Some gardeners not only look upon their garden as a source of enjoyment and beauty. They also have learned to become experts in landscape design. For example, they have learned over time how to add depth and height to the appearance of their garden and have learned the tricks necessary that give it added curb appeal. In short, how they design their garden has attracted interest from people in the neighborhood and passersby.
What they have learned is to keep things simple; mix and match shapes, textures, foliage, and colors; to balance the size of plants, and create emphasis.
For example, gardeners who have knowledge of landscaping use other design elements to add interest to the garden including incorporating walls, columns, and flowerpots.
Take balance. One can create a garden that has formal balance, which is when one side of the landscape is a near mirror image of the other side. Or one can create a garden that has an informal balance, when each side of the landscape is similar in size and weight, but not totally the same.
To add emphasis to the garden, a gardener can take a pot full of colorful annuals and place them on either side of the main entrance of the home to draw attention to the front door. An ornamental tree has been used to screen or soften the rigid look of a corner or architectural feature.
To help create the design gardeners with knowledge of landscaping design use specimen, key and accent plants to achieve the look they are after.

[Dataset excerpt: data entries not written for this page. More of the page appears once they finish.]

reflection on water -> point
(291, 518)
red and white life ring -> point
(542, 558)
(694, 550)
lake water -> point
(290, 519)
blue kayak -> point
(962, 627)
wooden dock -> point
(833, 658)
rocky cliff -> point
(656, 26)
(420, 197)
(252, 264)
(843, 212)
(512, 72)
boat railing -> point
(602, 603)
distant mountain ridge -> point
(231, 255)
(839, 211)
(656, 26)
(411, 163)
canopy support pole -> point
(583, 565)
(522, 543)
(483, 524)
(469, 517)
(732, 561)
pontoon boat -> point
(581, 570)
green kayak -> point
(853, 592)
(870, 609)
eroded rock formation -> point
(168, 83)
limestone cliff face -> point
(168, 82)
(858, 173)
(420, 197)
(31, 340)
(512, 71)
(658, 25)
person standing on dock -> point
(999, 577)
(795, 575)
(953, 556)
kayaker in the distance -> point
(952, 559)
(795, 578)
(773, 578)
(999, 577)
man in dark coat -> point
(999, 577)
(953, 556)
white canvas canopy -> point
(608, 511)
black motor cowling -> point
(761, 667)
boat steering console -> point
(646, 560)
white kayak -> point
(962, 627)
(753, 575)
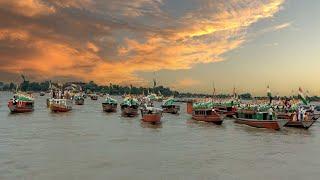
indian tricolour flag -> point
(269, 92)
(302, 96)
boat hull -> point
(109, 107)
(129, 111)
(214, 118)
(59, 108)
(171, 110)
(20, 107)
(79, 101)
(151, 118)
(94, 98)
(306, 124)
(268, 124)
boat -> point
(204, 111)
(79, 100)
(94, 97)
(227, 108)
(169, 106)
(21, 102)
(49, 102)
(293, 122)
(151, 115)
(110, 105)
(61, 105)
(259, 119)
(129, 107)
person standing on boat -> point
(270, 113)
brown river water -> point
(87, 143)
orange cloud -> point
(28, 8)
(103, 45)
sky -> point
(188, 45)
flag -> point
(269, 94)
(234, 93)
(302, 97)
(154, 83)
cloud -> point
(282, 26)
(28, 8)
(185, 83)
(111, 40)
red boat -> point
(20, 107)
(228, 111)
(129, 111)
(61, 105)
(293, 122)
(79, 100)
(21, 103)
(129, 107)
(259, 120)
(151, 115)
(207, 115)
(109, 107)
(173, 109)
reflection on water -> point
(88, 143)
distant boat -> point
(94, 97)
(61, 105)
(169, 106)
(110, 105)
(293, 122)
(205, 112)
(151, 115)
(259, 119)
(21, 103)
(227, 108)
(129, 107)
(79, 100)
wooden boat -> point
(207, 115)
(189, 107)
(229, 111)
(259, 120)
(61, 105)
(110, 105)
(151, 115)
(129, 107)
(293, 122)
(79, 100)
(21, 103)
(94, 97)
(168, 106)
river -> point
(87, 143)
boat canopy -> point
(23, 97)
(169, 102)
(130, 102)
(110, 100)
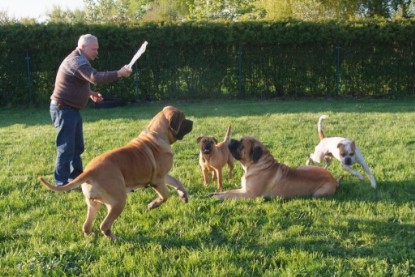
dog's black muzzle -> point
(185, 128)
(207, 147)
(348, 161)
(235, 148)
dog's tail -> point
(320, 126)
(69, 186)
(228, 134)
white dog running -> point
(343, 149)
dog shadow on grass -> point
(382, 230)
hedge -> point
(196, 60)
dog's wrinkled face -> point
(347, 153)
(206, 144)
(179, 125)
(246, 150)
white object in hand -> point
(138, 54)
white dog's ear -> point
(353, 146)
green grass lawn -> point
(356, 232)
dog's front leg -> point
(219, 179)
(163, 194)
(205, 176)
(176, 184)
(354, 172)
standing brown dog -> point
(145, 161)
(264, 176)
(213, 156)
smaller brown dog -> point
(213, 156)
(264, 176)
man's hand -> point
(96, 96)
(124, 71)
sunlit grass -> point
(357, 232)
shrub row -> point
(205, 60)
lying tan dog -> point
(145, 161)
(213, 156)
(264, 176)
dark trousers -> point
(69, 143)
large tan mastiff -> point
(264, 176)
(145, 161)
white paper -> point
(138, 54)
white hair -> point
(86, 39)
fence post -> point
(240, 73)
(29, 81)
(338, 50)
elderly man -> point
(71, 93)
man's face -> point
(90, 50)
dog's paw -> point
(360, 177)
(155, 203)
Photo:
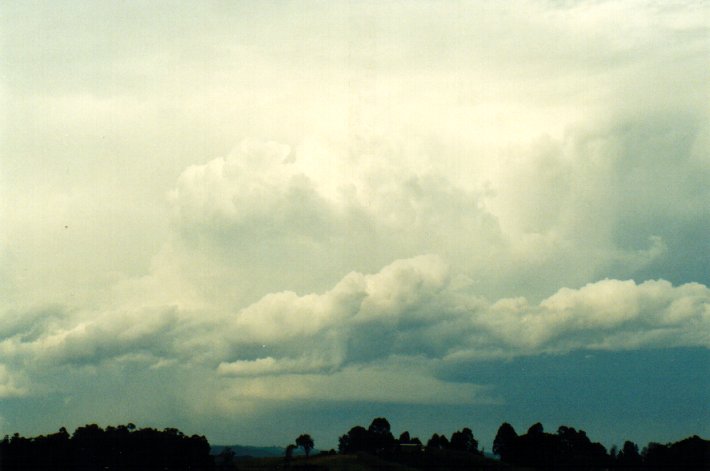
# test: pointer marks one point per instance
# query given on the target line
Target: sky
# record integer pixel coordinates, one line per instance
(252, 220)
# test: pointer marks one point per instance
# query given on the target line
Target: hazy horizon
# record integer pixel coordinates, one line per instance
(251, 220)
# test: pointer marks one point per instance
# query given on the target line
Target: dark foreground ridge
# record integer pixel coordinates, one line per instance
(125, 447)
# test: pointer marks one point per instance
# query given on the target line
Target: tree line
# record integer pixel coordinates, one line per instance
(91, 448)
(126, 447)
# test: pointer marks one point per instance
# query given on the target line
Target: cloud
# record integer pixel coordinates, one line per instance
(412, 312)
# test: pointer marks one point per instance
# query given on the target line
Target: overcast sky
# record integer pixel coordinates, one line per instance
(252, 220)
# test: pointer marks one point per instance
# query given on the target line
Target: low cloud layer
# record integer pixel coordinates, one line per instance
(400, 323)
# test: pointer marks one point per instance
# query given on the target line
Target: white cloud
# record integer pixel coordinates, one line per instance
(409, 185)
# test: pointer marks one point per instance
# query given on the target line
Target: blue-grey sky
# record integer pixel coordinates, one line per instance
(251, 220)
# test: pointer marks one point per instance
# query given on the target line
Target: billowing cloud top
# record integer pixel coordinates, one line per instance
(248, 206)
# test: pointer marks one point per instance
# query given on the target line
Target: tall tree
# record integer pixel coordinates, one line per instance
(306, 442)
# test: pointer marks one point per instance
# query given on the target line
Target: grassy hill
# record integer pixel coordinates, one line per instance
(439, 460)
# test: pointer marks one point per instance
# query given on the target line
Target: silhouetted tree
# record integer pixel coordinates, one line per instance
(629, 457)
(380, 436)
(306, 442)
(463, 440)
(505, 442)
(438, 442)
(357, 439)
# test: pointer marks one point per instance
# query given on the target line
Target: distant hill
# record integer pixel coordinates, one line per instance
(242, 451)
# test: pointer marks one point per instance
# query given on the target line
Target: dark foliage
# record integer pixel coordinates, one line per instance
(120, 448)
(375, 439)
(572, 449)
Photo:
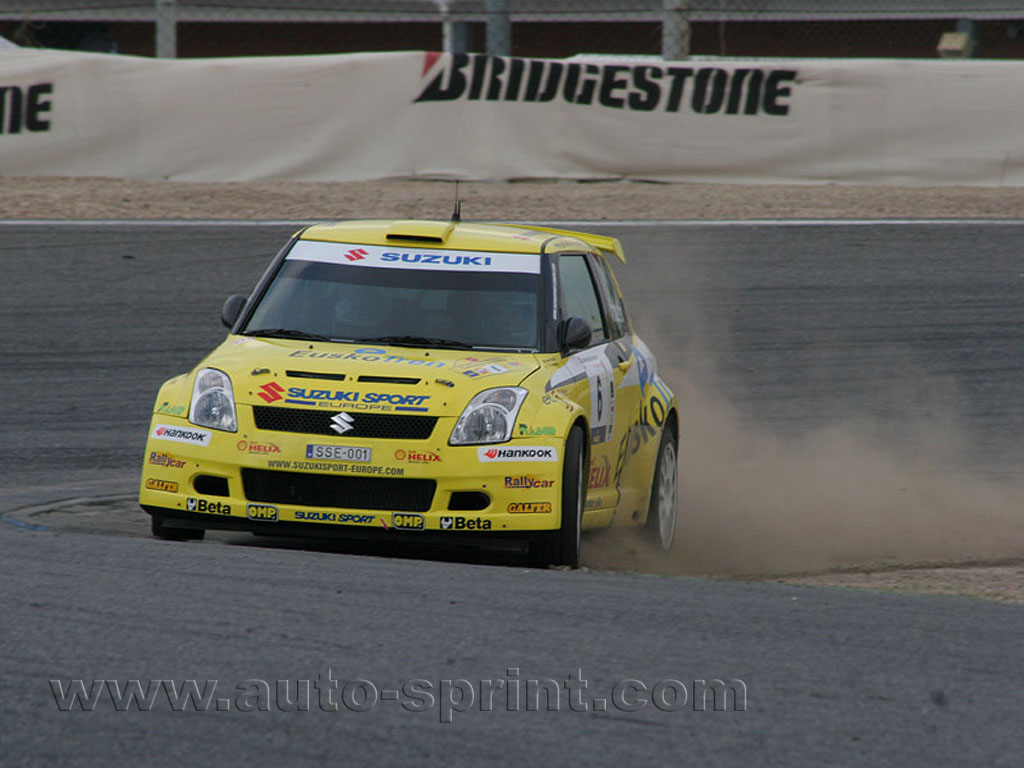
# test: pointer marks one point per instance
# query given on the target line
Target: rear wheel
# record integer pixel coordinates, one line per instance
(562, 547)
(660, 524)
(173, 535)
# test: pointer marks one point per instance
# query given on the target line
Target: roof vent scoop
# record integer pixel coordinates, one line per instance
(424, 231)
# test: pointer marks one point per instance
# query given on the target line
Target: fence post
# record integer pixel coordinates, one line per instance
(675, 30)
(499, 28)
(167, 29)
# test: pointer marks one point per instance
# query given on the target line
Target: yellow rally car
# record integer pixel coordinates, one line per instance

Specimen plants are part of the larger landscape, but stand out. These plants work in the design because of their unique form, foliage, or color and helps gain attention for a part of the house like the front door or as a primary focal point.
Key plants are used to soften or screen architectural features of a property like steps and fences or to soften the visual transition between the house and the property and allow it to fit into the total landscape.
Accent plants are commonly planted alone or in groups of three and provide seasonal interest at different times of the year.
Sequencing is a way for gardeners to show a gradual transition from one section of the landscape to another. This is achieved with short, fine textured plants in the front row, medium textured plants in the center and taller or large-leafed plants with a coarser texture in the back row.
Scale is also an important element to landscaping. It is the ratio or proportion between the sizes of certain elements in the landscape. So, large homes should have larger scaled landscaping than smaller houses. Two story homes work well with taller bushes and key plants that fit the scale of the house. Scale helps to achieve a visual transition between the lawn, shrubs, and trees on the property and the home.
Try using these concepts as you continue to update your garden and then wait for the favorable comments from impressed neighbors.